Thursday, October 11, 2012

Abundance of Katherines pt. 2 / what comes next

An author's books often get read in a different order than when they were published. That's fine--unless they are part of a series, books are meant to stand alone. But as a writer, I'm interested in seeing what came first, what came second. I'm interested in what new ideas the writer tried along his career, what improvement there was.

In reading two books by Katheryn Erskine, I commented that her YA protagonist (Matt)'s habit of not looking people in their faces felt odd, but it fit perfectly for her (written later) middle grade protagonist, Caitlyn, who had Aspergers. In John Green's work, the desire to matter in the world fits so much better as part of Gus's character (The Fault in our Stars) than it does in Colin's (An Abundance of Katherines.). Maybe it's because Colin is moping about the idea, feeling dumped and washed-up, and so this desire sounds like whining. The same desire put on Gus feels like one more extension of his love of metaphor, and it also feels noble. And a bit heartbreaking, given his trajectory.

My poetry professor used to answer the question "What's your favorite poem that you've written" with a cheerful "My next one." Every time he said that, I thought, that's confident.
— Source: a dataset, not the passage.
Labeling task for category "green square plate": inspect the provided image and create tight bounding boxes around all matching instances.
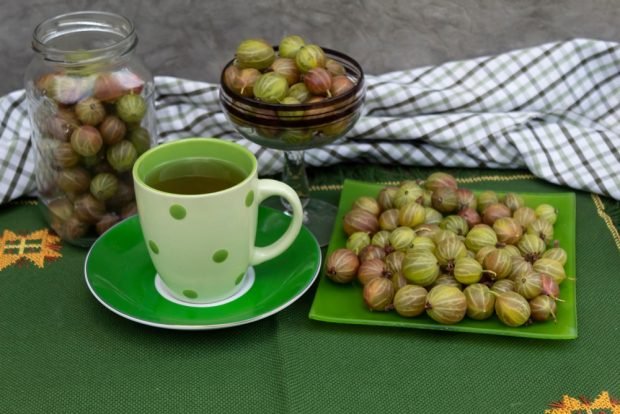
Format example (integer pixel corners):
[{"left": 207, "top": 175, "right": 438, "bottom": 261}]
[{"left": 309, "top": 179, "right": 577, "bottom": 339}]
I can't even imagine what my next poem/short story/novel will be. I just poured everything I had into the last one and got it as good as I knew how. And you can imagine the next?

It's a good practice, to remember that writing keeps getting better. That sometimes the bits and pieces that we're insistent upon using are waiting to find a home in a story we haven't conceived of yet.

Another poet, whose face I can picture but whose name has sadly escaped me, commented that writers often have a few concepts, maybe 3-4, that move us. We're obsessed about returning to them. (Case in point, Sharon Olds wrote an entire book about her father dying of cancer, aptly named The Father). The idea's going to crop up anyway. Whether it's a certain kind of relationship, or mattering in the world, or giving a voice to those who don't have it, embrace it. It's what you care about; it's what haunt you. Let it show up in your books, even as you keep pushing yourself to new distances in form and content.